For General Franco, French intervention would have been infuriating; by 1938 Republican defeat was seen as inevitable and Franco had actually been taking his time in completing his victory so that he could use the fog of war to conceal the massacres of his opponents in newly occupied areas. Just when he’d be turning looking to the final campaign to wind-up the war, in step the French to take one of his richest regions. And there wouldn’t be anything he could do about it except shout in rage from the balcony of the presidential palace in Madrid; the entire Nationalist army could never have challenged even a single French army and his international backers would not have been interested in taking risks for his sake.
Juan Negrin, Spain’s Republican Prime Minister would have considered it the final betrayal, as would the French Communists and the Comintern. Negrin’s strategy throughout much of his premiership was to try to involve the democracies in Spain’s war, or for the Republic to hold out long enough to be saved by the outbreak of a wider European war, which he saw as inevitable; if the French army had crossed the border to cut away his most important and powerful power base, it would have been truly ironic.

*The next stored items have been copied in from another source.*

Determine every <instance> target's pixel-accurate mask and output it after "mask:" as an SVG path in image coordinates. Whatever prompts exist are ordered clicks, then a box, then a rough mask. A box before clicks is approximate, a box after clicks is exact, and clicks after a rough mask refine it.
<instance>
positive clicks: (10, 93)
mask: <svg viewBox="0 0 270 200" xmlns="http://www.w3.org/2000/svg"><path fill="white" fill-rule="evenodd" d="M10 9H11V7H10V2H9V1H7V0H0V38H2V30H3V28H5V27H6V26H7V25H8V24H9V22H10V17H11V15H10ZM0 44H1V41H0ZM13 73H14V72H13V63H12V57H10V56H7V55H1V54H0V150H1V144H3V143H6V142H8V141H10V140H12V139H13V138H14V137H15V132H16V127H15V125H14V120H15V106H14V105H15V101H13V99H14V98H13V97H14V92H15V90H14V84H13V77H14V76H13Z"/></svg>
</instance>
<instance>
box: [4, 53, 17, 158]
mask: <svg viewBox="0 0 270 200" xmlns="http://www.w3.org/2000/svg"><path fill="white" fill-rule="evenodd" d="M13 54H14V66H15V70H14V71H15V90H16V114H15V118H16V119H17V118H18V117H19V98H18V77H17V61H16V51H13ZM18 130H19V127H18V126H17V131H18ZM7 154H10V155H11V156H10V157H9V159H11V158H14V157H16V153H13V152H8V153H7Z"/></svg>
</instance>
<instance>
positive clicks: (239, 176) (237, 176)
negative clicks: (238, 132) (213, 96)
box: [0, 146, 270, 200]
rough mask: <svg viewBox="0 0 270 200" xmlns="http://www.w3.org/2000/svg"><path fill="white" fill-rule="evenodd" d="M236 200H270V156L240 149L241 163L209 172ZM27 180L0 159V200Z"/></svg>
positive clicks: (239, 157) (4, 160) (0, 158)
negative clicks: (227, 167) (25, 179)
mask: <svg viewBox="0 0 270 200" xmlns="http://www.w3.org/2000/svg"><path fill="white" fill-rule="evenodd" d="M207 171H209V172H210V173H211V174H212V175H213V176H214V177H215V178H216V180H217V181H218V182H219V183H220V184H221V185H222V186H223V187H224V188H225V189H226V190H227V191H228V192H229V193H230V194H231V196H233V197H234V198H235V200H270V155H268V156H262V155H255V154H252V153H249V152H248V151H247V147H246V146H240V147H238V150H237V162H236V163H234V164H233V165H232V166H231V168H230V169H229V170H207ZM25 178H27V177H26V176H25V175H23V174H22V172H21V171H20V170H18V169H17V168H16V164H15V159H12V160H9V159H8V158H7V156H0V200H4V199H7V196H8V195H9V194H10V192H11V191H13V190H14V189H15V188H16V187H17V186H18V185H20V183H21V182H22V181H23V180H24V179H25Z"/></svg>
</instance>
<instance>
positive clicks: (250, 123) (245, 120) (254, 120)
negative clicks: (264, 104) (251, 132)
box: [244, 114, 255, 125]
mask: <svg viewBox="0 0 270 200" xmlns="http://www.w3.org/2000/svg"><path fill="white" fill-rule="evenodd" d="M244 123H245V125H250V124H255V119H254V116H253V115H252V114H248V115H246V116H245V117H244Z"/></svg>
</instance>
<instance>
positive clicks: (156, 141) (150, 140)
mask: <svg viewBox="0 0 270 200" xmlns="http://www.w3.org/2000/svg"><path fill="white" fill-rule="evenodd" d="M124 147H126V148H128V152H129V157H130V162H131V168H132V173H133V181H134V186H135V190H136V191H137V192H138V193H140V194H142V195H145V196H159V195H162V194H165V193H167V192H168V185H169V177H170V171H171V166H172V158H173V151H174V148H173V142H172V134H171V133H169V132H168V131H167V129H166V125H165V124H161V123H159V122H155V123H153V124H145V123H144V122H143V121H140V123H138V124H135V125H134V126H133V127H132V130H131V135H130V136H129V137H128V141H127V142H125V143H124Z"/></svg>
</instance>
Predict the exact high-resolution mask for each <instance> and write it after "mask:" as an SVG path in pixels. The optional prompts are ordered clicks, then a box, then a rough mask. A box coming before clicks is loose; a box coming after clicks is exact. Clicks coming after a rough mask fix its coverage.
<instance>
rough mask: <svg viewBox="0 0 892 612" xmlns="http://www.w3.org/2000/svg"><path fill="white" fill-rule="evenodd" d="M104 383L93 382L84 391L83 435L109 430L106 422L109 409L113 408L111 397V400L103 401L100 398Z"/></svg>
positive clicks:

For Stalin, in wake of his exclusion from the Munich Conference and subsequent carve up of that Soviet ally, this new French betrayal of another Soviet ally would have confirmed his deepest suspicions; the Capitalists were carving up Europe for their own ends and they would soon turn their sights on the Soviet Union. How could he trust a supposedly socialist French government that betrays one socialist nation after another? He wouldn’t have even bother paying lip service to any further negotiations for an alliance.
For Mussolini, French intervention late in the war would have been a mixed blessing; he’d have had an excuse to keep the air and sea bases in the Balearic Islands that gave him the strategic reach into the Western Mediterranean that he so coveted but would have come at the price of more French forces in the region.
For Chamberlain it would have been a reckless provocation, unnecessarily endangering Europe with another war just twenty years to the day when the guns had fallen silent on the First World War. It would have many Englishmen wondering just who was more likely to start another world war, the Germans or the French, and to either find more forceful ways to curb Gaelic recklessness, or put a bit of political and diplomatic distance between them so as not to be drawn into the inevitable maelstrom with them. Certainly any territorial guarantees in Eastern Europe, in a region that Britain did not have direct interests in, to aid a French ally, would be extremely unlikely since it would only further embolden the French and lead to even more reckless behaviour.
For Hitler it would have been an absolute godsend; just when it looked like the British and French might be moving closer together and resolving to frustrate his ambitions, here would be a wedge that would drive them further apart. It would have also been golden propaganda material; who could object to him making Bohemia and Moravia German protectorates when Catalonia had just been made into a French protectorate. Other than lending some moral support to Franco he’d have done nothing directly, would have ordered the Condor Legion to remain well clear of French forces and not to engage French fighter aircraft and if Franco wanted to press the issue Hitler would have threatened to withdraw German support; Germany in late 1938 – early 1939 was still three to four years away from being ready to fight a major war and Hitler new it. Instead he’d have accelerated the absorption of the rump Czechoslovakia and considered what new opportunities this division between Britain and France offered.